En un sens, on était parfaitement en droit de se demander s’il ne chantait pas un peu pour faire du bruit, histoire de dire quelque chose (n’importe quoi) et de faire beau sur la photo.

Schneider se redressa sur le volant et scruta l’immense ciel bleu glacé, comme pour s’assurer une nouvelle fois de sa présence opiniâtre au-dessus de la ville. Il n’avait pas rencontré Mounier depuis dix-huit mois, et encore la dernière fois, c’était quand ils avaient couvert la Foire gastronomique, lorsque Babar était venu faire le beau et que tout le monde s’était retrouvé sur le pont à l’inauguration, bardé de portables et de recommandations diverses, à cause d’une manif’ qui n’avait pas eu lieu.

Le policier ne pouvait pas ignorer tout de même que le maire poursuivait toujours son petit bonhomme de chemin dans son coin. Il était loin, le temps où ils allaient tirer la grouse ensemble en pataugeant dans l’herbe souple, et encore plus loin le temps où ils droppaient le djébel côte à côte, où ils se tapaient les mêmes bidons de flotte tiède et suçaient les mêmes vacheries de pastilles de sel.

Convaincu que seules les résolutions fortes conviennent aux âmes fortes, Schneider avait tout lourdé en même temps : Maria et Robert Mounier, la villa et la bagnole, et il était retourné à l’anonymat de la foule.

Il ne s’en portait ni mieux ni plus mal, simplement il n’avait plus aucune porte de sortie, pas le moindre backdoor friend, mais en revanche son compte en banque en avait plus que prospéré.

Il ne roulait ni trop vite, ni trop lentement, comme lorsqu’on se rend à un rendez-vous tout en se demandant à chaque tour de roue s’il ne vaudrait pas mieux faire demi-tour et filer en vitesse à l’autre bout de la terre. Comme lorsqu’on n’est pas trop d’accord avec soi-même en définitive.
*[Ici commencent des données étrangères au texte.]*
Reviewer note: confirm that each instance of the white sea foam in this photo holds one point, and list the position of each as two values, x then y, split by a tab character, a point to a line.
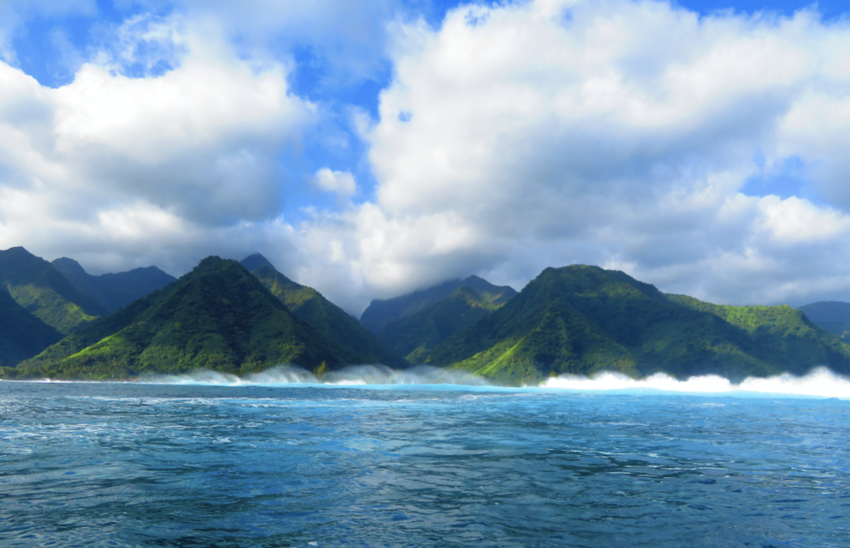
358	375
821	382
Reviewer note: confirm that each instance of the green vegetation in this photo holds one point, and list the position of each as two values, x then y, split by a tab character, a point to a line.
310	306
217	317
22	335
40	289
583	319
381	312
113	291
572	320
832	316
415	335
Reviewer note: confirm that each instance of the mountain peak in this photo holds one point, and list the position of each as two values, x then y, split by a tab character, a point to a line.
66	265
254	261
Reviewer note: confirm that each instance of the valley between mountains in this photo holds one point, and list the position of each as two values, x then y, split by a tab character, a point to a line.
59	322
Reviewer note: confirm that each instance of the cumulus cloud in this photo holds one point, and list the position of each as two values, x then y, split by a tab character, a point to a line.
167	160
512	137
339	182
618	133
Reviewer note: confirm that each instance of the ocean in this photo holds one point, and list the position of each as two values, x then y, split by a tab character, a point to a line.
213	462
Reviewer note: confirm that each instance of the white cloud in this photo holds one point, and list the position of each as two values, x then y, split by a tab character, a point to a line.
514	137
181	159
339	182
539	133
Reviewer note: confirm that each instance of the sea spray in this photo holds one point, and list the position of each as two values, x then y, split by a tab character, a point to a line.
357	375
820	382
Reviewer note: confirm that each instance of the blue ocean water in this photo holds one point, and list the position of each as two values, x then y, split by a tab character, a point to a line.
100	464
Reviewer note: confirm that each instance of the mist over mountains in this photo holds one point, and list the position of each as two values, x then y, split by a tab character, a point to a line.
244	317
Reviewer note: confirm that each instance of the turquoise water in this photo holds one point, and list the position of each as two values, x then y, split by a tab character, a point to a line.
194	466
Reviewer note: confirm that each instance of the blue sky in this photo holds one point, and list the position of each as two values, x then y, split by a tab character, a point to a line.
373	148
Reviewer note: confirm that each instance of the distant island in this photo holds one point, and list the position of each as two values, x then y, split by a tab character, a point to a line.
59	322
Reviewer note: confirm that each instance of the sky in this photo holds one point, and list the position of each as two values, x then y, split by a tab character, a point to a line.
372	148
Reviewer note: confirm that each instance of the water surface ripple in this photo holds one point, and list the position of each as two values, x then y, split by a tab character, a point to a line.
200	466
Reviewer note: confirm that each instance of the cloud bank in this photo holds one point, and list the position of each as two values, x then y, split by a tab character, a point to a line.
701	154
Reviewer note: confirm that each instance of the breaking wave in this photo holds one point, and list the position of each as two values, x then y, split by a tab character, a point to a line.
359	375
820	382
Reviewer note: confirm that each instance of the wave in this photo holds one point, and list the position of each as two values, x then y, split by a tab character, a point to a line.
359	375
820	382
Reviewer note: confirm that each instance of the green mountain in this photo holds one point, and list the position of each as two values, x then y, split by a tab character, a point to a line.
583	319
381	312
22	335
217	317
113	291
310	306
45	293
832	316
414	336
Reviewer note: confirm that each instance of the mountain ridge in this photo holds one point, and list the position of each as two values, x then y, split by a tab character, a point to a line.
382	311
114	290
311	306
44	292
583	319
217	317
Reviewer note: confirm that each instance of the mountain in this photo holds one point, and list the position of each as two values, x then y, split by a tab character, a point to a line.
310	306
381	312
217	317
22	335
583	319
113	291
415	335
832	316
44	292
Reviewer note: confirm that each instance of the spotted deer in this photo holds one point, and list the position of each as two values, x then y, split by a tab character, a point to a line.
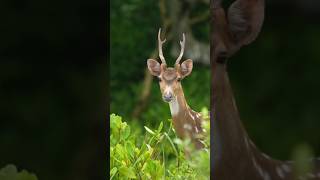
234	155
186	122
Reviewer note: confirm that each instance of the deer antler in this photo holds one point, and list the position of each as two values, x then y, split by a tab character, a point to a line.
182	43
160	47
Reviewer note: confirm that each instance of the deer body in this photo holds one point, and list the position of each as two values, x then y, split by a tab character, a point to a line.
186	122
235	157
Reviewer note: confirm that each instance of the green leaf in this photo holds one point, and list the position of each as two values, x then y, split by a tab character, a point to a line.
160	127
113	172
127	172
126	132
149	130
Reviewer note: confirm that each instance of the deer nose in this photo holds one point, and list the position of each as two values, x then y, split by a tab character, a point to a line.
167	97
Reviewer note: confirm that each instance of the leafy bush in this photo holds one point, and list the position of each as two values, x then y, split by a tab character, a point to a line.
158	154
10	172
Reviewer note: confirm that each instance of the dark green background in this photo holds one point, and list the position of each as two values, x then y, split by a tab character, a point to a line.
53	88
275	80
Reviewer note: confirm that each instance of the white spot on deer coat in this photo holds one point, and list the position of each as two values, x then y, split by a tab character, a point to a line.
187	126
285	168
174	107
280	172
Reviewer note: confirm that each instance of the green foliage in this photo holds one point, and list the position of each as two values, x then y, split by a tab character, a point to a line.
10	172
157	154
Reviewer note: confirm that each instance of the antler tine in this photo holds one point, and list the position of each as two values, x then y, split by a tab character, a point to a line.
160	47
182	43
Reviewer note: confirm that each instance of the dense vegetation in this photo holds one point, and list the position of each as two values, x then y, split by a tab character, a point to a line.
156	154
10	172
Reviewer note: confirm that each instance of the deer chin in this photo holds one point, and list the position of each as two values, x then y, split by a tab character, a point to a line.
174	106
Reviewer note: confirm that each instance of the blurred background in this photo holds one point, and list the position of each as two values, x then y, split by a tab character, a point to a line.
134	93
53	88
275	79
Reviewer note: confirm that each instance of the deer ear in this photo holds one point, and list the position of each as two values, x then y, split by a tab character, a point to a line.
186	68
245	19
154	67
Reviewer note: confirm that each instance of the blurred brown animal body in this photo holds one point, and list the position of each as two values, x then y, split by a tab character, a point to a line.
186	122
235	157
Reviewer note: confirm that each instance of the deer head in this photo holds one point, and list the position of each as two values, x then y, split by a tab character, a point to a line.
240	27
170	77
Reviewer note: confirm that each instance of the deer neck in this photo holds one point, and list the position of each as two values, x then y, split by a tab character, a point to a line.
232	148
179	104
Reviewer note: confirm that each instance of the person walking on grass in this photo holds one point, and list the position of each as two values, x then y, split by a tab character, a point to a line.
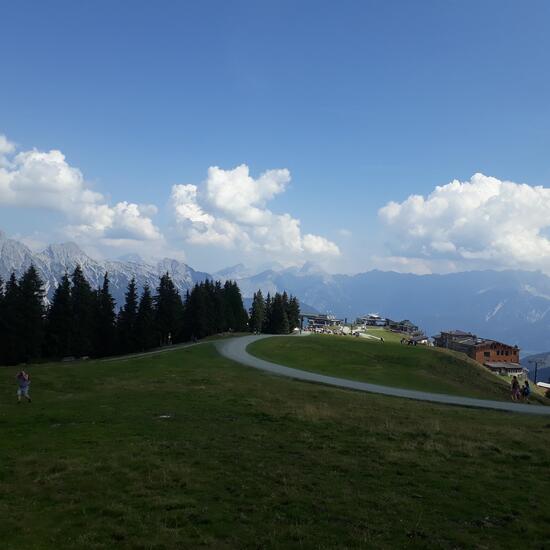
515	389
526	390
23	383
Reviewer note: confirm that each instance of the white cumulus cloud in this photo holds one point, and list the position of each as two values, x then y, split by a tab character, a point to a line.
43	179
230	209
481	223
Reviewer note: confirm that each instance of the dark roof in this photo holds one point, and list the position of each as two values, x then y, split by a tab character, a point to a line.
457	333
504	364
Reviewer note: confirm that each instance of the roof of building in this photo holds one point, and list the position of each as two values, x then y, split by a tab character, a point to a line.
503	365
457	333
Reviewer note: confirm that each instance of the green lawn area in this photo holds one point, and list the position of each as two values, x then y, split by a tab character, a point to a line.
248	460
389	363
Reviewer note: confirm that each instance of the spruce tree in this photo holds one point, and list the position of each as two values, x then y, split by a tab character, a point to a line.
266	326
12	322
168	310
104	321
234	305
59	321
127	317
3	326
145	321
257	312
83	314
293	313
31	315
279	319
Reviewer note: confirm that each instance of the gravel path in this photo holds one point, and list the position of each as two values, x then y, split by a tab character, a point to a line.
235	349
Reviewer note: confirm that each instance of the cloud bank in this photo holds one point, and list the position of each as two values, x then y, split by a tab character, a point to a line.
45	180
481	223
230	210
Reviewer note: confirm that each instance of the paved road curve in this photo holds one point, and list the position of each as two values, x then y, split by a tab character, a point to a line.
235	349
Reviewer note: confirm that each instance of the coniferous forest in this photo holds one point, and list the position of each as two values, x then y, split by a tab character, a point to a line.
80	321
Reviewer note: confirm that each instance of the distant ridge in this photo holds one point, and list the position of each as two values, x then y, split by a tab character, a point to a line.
512	306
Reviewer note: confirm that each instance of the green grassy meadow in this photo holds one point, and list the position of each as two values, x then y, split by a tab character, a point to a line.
188	450
389	363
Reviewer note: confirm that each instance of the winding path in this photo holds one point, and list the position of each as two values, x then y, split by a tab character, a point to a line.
235	349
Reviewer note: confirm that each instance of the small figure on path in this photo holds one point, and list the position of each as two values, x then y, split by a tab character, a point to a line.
526	390
515	389
23	383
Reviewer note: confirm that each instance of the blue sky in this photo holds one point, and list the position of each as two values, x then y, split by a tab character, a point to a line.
362	102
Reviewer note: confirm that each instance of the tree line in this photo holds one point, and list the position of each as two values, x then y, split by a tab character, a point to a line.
81	321
279	314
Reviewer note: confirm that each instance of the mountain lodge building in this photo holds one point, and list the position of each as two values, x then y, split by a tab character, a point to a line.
496	356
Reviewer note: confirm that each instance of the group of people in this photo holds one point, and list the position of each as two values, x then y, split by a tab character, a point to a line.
520	393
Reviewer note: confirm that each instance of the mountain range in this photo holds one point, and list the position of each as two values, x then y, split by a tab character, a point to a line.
512	306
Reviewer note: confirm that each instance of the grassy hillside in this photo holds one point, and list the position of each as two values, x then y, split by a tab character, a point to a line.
389	363
188	450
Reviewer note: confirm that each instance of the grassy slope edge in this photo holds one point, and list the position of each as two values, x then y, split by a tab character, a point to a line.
388	363
187	449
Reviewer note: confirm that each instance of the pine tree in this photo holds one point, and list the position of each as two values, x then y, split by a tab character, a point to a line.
83	314
257	312
31	313
267	324
127	318
145	321
104	321
169	311
12	321
3	327
59	321
279	319
293	313
234	305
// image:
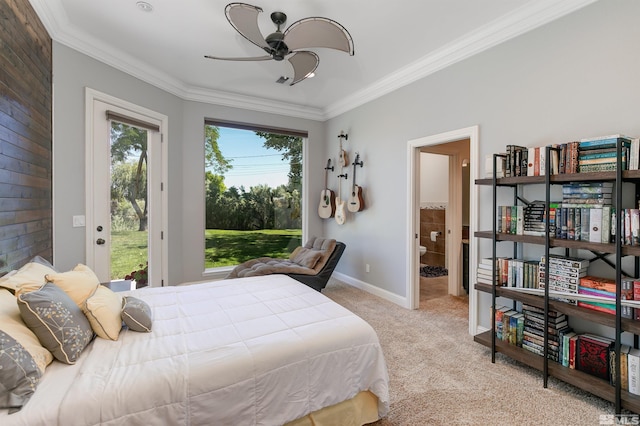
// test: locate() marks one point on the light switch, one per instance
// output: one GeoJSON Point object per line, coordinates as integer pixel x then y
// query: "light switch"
{"type": "Point", "coordinates": [78, 221]}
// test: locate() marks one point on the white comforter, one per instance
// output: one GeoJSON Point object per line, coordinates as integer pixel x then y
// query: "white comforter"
{"type": "Point", "coordinates": [260, 350]}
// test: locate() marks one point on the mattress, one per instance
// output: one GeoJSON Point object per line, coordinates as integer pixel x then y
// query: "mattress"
{"type": "Point", "coordinates": [261, 350]}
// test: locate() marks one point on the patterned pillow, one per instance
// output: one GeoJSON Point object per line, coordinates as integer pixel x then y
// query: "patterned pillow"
{"type": "Point", "coordinates": [11, 323]}
{"type": "Point", "coordinates": [136, 314]}
{"type": "Point", "coordinates": [103, 311]}
{"type": "Point", "coordinates": [19, 374]}
{"type": "Point", "coordinates": [57, 321]}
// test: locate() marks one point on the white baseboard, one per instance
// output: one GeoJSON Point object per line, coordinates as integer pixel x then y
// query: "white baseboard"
{"type": "Point", "coordinates": [376, 291]}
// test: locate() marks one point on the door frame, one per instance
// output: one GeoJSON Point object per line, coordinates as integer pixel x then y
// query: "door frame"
{"type": "Point", "coordinates": [413, 223]}
{"type": "Point", "coordinates": [159, 262]}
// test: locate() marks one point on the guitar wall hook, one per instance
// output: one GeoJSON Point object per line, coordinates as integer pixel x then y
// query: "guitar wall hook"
{"type": "Point", "coordinates": [356, 162]}
{"type": "Point", "coordinates": [343, 159]}
{"type": "Point", "coordinates": [356, 201]}
{"type": "Point", "coordinates": [327, 206]}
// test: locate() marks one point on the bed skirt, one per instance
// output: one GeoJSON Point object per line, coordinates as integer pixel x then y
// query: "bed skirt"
{"type": "Point", "coordinates": [359, 410]}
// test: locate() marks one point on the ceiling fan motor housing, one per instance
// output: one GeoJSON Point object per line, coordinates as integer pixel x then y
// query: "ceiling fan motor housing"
{"type": "Point", "coordinates": [279, 48]}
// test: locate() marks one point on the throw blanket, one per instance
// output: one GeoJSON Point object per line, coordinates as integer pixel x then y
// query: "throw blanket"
{"type": "Point", "coordinates": [305, 260]}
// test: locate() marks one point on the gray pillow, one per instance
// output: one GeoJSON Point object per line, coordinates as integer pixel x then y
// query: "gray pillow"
{"type": "Point", "coordinates": [136, 314]}
{"type": "Point", "coordinates": [19, 374]}
{"type": "Point", "coordinates": [58, 322]}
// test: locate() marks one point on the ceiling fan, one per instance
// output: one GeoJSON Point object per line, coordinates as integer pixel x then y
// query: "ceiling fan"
{"type": "Point", "coordinates": [290, 44]}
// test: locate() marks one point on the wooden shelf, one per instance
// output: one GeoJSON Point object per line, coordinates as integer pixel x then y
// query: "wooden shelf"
{"type": "Point", "coordinates": [627, 175]}
{"type": "Point", "coordinates": [577, 378]}
{"type": "Point", "coordinates": [603, 318]}
{"type": "Point", "coordinates": [558, 242]}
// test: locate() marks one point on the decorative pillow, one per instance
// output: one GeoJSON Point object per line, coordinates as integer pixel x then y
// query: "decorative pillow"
{"type": "Point", "coordinates": [31, 275]}
{"type": "Point", "coordinates": [19, 374]}
{"type": "Point", "coordinates": [57, 321]}
{"type": "Point", "coordinates": [103, 311]}
{"type": "Point", "coordinates": [306, 257]}
{"type": "Point", "coordinates": [136, 314]}
{"type": "Point", "coordinates": [79, 283]}
{"type": "Point", "coordinates": [12, 324]}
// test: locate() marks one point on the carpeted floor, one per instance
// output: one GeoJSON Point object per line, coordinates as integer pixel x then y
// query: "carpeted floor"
{"type": "Point", "coordinates": [433, 271]}
{"type": "Point", "coordinates": [439, 376]}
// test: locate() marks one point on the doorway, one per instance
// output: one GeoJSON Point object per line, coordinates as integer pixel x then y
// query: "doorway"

Il passa devant le petit bassin des dériveurs. La plupart des frêles esquifs avaient été tirés au sec et il n’était guère difficile d’imaginer le tintement d’étain, frêle et gracile, des girouettes en haut des mâts frileux.

Il ralentit encore à la chicane et la machine alla se ranger tout naturellement à sa place, sous un tamaris échevelé, duquel il était plus que hautement improbable d’imaginer attendre la moindre manne. Schneider coupa le contact et écouta ce que lui disait le vent.